The “Bulacan People won” professed Gerardo Esquivel, administrator of the Metropolitan Waterworks and Sewerage System (MWSS). The people of Bulacan was the value driver of the recently awarded 30-year concession Bulacan Bulk Water Supply Project under the build-operate-transfer modality.
PPPs for the public good. The 12th public-private partnership (PPP) arrangement awarded under the current a dministration captures the real bottom line. The MWSS leadership clearly wanted to serve the general welfare by “equalizing” water, a human right, and making available to the inhabitants of the locus of water their water.
Lowest tariff, not highest revenues. The MWSS choose to award the project to the proponent that offered the lowest tariff, instead of giving premium to revenues or concession fees. The low tariff that will be paid by the 24 water districts will translate to low end-user fees to be paid by Bulakeños. The benefit is targeted and will be directly felt by 3.4 million people in 21 cities and municipalities. The proponent is expected to innovate so that it may be able to save on whole-of-life project costs.
Free and open competition led to lowest price. Three top Philippine corporations submitted bids and participated in the competitive selection process.
The consortium of San Miguel Corp. and Korea Water Resources Corp. won over two other reputable firms—Manila Water Co. Inc., a concessionaire of hte MWSS, and Prime Water Infrastructure Corp., an active PPP proponent with water districts. The winning bid of P8.50 per cubic meter as initial bulk-water charge bested the other offers. Judging from the bids submitted, all three wanted to get the project.
Game changer as it sets the comparator. This project sets the new bar for bulk-water projects. The total project cost-bulk water charge ratio established by the winning proponent can now serve as comparator for future projects. This is truly a game changer.
Opens door for more PPPs. The award of this project paves the way for other PPPs. The Bulacan water districts can enter into distribution joint ventures. Septage and sewerage PPPs can be pursued by local governments. The MWSS can undertake other bulk-water projects in other provinces. Water, indeed, is the next big thing in PPPs.
People-driven “future-proofing.” The Project will face what every PPP project faces—successor risk. The challenge now is how to “future-proof” this “legacy” project beyond the term of the current MWSS
leadership.
One way of addressing successor risk is securing the support of the people.
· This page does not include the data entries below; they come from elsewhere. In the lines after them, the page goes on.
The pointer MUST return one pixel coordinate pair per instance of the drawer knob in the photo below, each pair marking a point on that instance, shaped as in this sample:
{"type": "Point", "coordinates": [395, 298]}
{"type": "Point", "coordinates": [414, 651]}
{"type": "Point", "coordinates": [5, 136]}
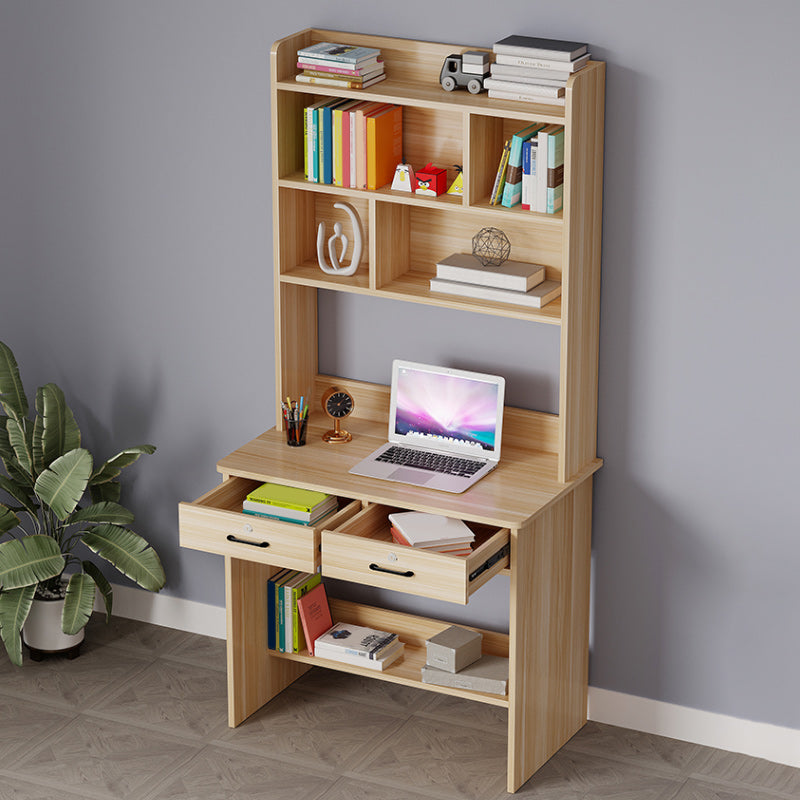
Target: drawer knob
{"type": "Point", "coordinates": [403, 574]}
{"type": "Point", "coordinates": [231, 538]}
The real “P” in a PPP—the public—must be engaged and informed.
The 3.4 million Bulakeños must realize they are the real winners of this PPP.
To ensure success and continuity, they must constructively engage the MWSS and the proponent. They can form a “Project Watch” to ensure compliance with standards and deliverables. It is hoped that the people themselves will champion and defend the project.
This is not a run-of-the-mill PPP. The MWSS went against the current. This is truly a sea change of a PPP. Kudos. We need more of this.